All common tasks are available via `make`. Run `make` (or `make help`) to list them:

```
  .venv             Create virtual environment
  install           Install package in editable mode with all extras
  install-dev       Install dev / test dependencies
  install-torch     Install with optional PyTorch support
  lock              Regenerate uv.lock
  sync              Sync environment from lockfile
  test              Run test suite
  test-cov          Run tests with coverage report
  lint              Lint source code with ruff
  lint-fix          Auto-fix lint issues
  format            Format code with ruff
  typecheck         Run mypy type checking
  check             Run all checks (lint + types + tests)
  build             Build sdist and wheel
  publish           Upload to PyPI
  clean             Remove caches and build artifacts
  clean-all         Remove everything including .venv
```

### Running tests

```bash
make test
# or with coverage:
make test-cov
```

### Adding a new notebook

Place it in the appropriate subdirectory under `notebooks/`. The `make nb-citation` and `make nb-playground` targets show how to execute notebooks non-interactively via `nbconvert`.

## Troubleshooting

- Plotting and notebooks require optional dependencies in `requirements.txt`.
- If `igraph` or `pycairo` fail to install, install their system packages or wheels first.
- For very large graphs, lower `max_iterations`/`patience` or compare fewer models at once.
- The PyTorch backend in `logit_estimator.py` is optional.

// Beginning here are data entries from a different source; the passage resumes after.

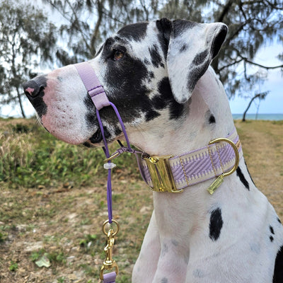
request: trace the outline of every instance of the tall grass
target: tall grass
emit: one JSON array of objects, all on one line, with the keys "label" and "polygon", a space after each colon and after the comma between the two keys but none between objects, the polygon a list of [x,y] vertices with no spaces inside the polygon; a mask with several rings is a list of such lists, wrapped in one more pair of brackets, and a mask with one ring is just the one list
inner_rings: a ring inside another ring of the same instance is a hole
[{"label": "tall grass", "polygon": [[[89,185],[94,177],[105,175],[101,149],[66,144],[35,121],[21,121],[13,125],[2,120],[0,123],[0,184],[9,187],[56,186],[68,182]],[[134,162],[129,154],[122,159],[118,163]],[[129,168],[127,173],[137,173],[135,166],[126,167]]]}]

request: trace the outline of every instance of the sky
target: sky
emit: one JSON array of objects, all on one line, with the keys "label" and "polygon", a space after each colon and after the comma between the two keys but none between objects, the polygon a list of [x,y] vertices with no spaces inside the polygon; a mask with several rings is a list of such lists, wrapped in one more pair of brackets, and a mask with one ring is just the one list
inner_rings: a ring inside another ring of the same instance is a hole
[{"label": "sky", "polygon": [[[42,4],[41,0],[37,2],[38,4]],[[282,62],[276,59],[275,56],[279,53],[282,53],[282,51],[283,47],[282,44],[275,43],[270,46],[263,47],[258,52],[254,62],[269,67],[280,65]],[[256,68],[253,68],[253,71],[256,70]],[[257,93],[258,91],[267,91],[270,93],[265,100],[261,101],[260,105],[258,105],[258,100],[255,100],[248,113],[256,113],[258,111],[260,114],[283,114],[283,73],[281,72],[279,69],[269,70],[267,81],[262,85],[255,86],[254,89],[254,91]],[[250,98],[240,97],[231,98],[229,102],[232,113],[243,113],[250,100]],[[23,105],[28,117],[34,115],[33,108],[27,99],[23,102]],[[0,116],[21,117],[21,115],[18,107],[11,108],[9,106],[6,106],[4,109],[0,108]]]},{"label": "sky", "polygon": [[[282,64],[275,55],[282,53],[283,47],[279,44],[262,47],[256,56],[254,62],[265,66],[272,67]],[[255,90],[267,91],[265,100],[260,102],[258,113],[260,114],[283,114],[283,74],[280,69],[268,71],[267,80]],[[247,108],[249,99],[239,97],[230,100],[230,107],[233,114],[241,114]],[[258,100],[253,103],[248,113],[256,113],[258,111]]]}]

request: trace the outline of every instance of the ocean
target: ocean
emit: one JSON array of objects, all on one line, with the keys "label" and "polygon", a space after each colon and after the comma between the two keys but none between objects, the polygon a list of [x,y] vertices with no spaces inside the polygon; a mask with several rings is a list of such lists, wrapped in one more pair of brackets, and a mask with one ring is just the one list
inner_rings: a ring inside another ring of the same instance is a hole
[{"label": "ocean", "polygon": [[[233,120],[242,120],[243,114],[233,114]],[[246,114],[246,120],[283,120],[283,114]]]}]

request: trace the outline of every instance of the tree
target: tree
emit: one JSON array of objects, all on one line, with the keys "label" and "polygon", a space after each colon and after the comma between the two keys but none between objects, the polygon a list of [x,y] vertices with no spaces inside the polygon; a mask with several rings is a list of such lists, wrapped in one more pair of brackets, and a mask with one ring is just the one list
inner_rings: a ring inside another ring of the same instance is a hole
[{"label": "tree", "polygon": [[[185,16],[187,19],[223,22],[229,26],[226,40],[212,66],[224,83],[229,98],[244,96],[250,92],[255,83],[262,80],[262,72],[258,69],[283,69],[283,64],[263,66],[254,61],[264,45],[275,38],[283,42],[282,1],[171,0],[163,6],[160,16],[175,18],[181,15],[184,18],[185,10],[188,11]],[[278,58],[283,60],[283,53]],[[253,74],[252,67],[258,69]]]},{"label": "tree", "polygon": [[[57,56],[63,65],[93,58],[96,47],[122,26],[149,21],[156,14],[158,0],[43,0],[59,13],[67,23],[59,27],[69,42],[69,50]],[[70,52],[71,51],[71,52]]]},{"label": "tree", "polygon": [[22,83],[35,76],[42,62],[53,62],[56,27],[30,3],[0,1],[1,104],[23,107]]},{"label": "tree", "polygon": [[[79,55],[81,61],[93,57],[95,46],[126,23],[167,17],[227,24],[229,33],[212,67],[230,98],[245,96],[260,80],[258,71],[249,71],[251,67],[283,68],[283,64],[262,66],[254,62],[263,45],[276,37],[283,42],[283,3],[277,0],[45,1],[69,22],[61,30],[69,33],[72,39],[69,47],[74,56],[69,62],[77,61]],[[96,19],[93,25],[84,21],[91,17]],[[279,58],[283,59],[283,53]]]}]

If `torch` is not installed, the sklearn/statsmodels backend is used automatically.

## Citation

If you use this package in academic work, please cite:

```text
Ottoni, M. (2025). Logit Graph: probabilistic logit-based graph modeling and selection.
GitHub repository. https://github.com/mbottoni/logit-graph
```

A formal citation entry will be added upon publication.